MERRF syndrome patients often have profound dysfunction and are especially susceptible to infectious insult. With the emergence of Covid-19, known for its high morbidity and mortality rates in those with significant comorbidities, careful attention must be paid to patients with rare and severe genetic diseases such as mitochondrial myopathies [8,9]. This case demonstrates the severe sequalae that can occur in a MERRF syndrome patient with Covid-19 infection.

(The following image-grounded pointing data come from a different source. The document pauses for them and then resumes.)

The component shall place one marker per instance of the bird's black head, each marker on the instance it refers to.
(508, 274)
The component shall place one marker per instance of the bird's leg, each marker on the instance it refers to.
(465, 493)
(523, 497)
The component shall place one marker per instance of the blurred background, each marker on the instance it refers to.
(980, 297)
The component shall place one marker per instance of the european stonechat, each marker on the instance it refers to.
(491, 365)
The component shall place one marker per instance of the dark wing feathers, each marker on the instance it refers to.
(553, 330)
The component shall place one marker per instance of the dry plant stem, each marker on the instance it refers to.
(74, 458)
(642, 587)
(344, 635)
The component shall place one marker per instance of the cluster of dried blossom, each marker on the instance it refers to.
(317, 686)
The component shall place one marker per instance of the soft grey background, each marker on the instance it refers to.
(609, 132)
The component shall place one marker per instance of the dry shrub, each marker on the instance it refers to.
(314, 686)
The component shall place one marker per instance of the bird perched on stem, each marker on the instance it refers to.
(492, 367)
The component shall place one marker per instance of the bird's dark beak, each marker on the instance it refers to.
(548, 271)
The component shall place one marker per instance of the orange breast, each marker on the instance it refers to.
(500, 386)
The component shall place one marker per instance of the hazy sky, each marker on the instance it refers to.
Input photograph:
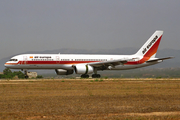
(38, 25)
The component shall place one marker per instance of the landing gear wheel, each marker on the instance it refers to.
(26, 76)
(96, 76)
(84, 76)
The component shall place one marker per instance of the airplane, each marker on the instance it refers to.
(85, 64)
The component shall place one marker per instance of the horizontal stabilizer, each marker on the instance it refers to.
(155, 60)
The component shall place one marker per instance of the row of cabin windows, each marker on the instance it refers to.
(70, 59)
(42, 59)
(90, 59)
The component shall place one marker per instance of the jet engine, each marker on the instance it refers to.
(83, 69)
(63, 72)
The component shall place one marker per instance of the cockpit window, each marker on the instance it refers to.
(13, 60)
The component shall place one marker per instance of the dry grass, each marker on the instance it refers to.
(90, 99)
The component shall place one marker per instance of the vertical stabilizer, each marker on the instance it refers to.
(150, 48)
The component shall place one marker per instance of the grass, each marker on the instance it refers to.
(78, 99)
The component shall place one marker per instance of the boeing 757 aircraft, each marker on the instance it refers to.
(85, 64)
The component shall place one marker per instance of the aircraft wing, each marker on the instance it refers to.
(105, 64)
(155, 60)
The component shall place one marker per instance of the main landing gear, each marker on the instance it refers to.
(25, 74)
(96, 75)
(93, 76)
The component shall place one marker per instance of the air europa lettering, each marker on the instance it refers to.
(150, 44)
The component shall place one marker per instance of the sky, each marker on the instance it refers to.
(39, 25)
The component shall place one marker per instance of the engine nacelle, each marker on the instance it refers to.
(63, 72)
(83, 69)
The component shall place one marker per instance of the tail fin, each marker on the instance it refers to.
(149, 49)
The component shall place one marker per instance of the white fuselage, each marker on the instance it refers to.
(66, 61)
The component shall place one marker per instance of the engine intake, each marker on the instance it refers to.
(84, 69)
(63, 72)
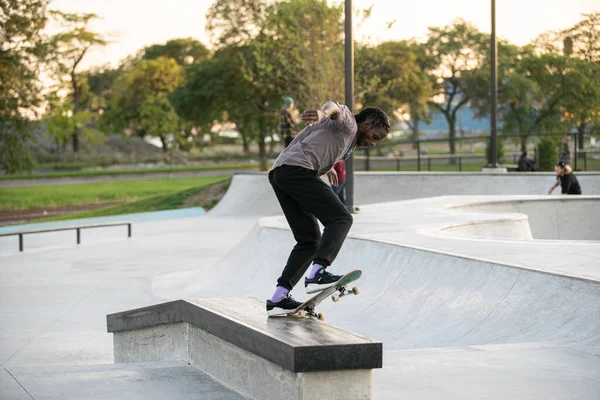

This patient was difficult to treat due to a low seizure threshold, fragile cardiac myocytes leading to diffuse cardiac ischemia, and coinfection with Haemophilus influenzae. Management of seizure activity was critical in this case, as a single seizure episode led to re-intubation and transport back to the ICU. The patient was successfully treated, with the most notable interventions in this case being early intubation with careful weaning and early antibiotics, as well as presser and fluid support for shock. With the persistent prevalence of Covid-19 infection becoming more and more likely, management of patients such as this one will continue to be a challenge for the future. Due to their low prevalence, patients with mitochondrial myopathies are poorly studied, and therefore developing standardized treatment for these cases is difficult.
Covid-19 infection in the context of mitochondrial myopathies can have a severe presentation, and early intervention that includes management of chronic symptoms is likely to be effective in treatment.
This work was supported by an unrestricted research grant from the Navicent Health Foundation. The CRF was part of The Viral Infection and Respiratory Illness Universal Study (VIRUS), a prospective cohort study and registry of all eligible adult and pediatric patients who were admitted to a hospital due to COVID-19 [11,12].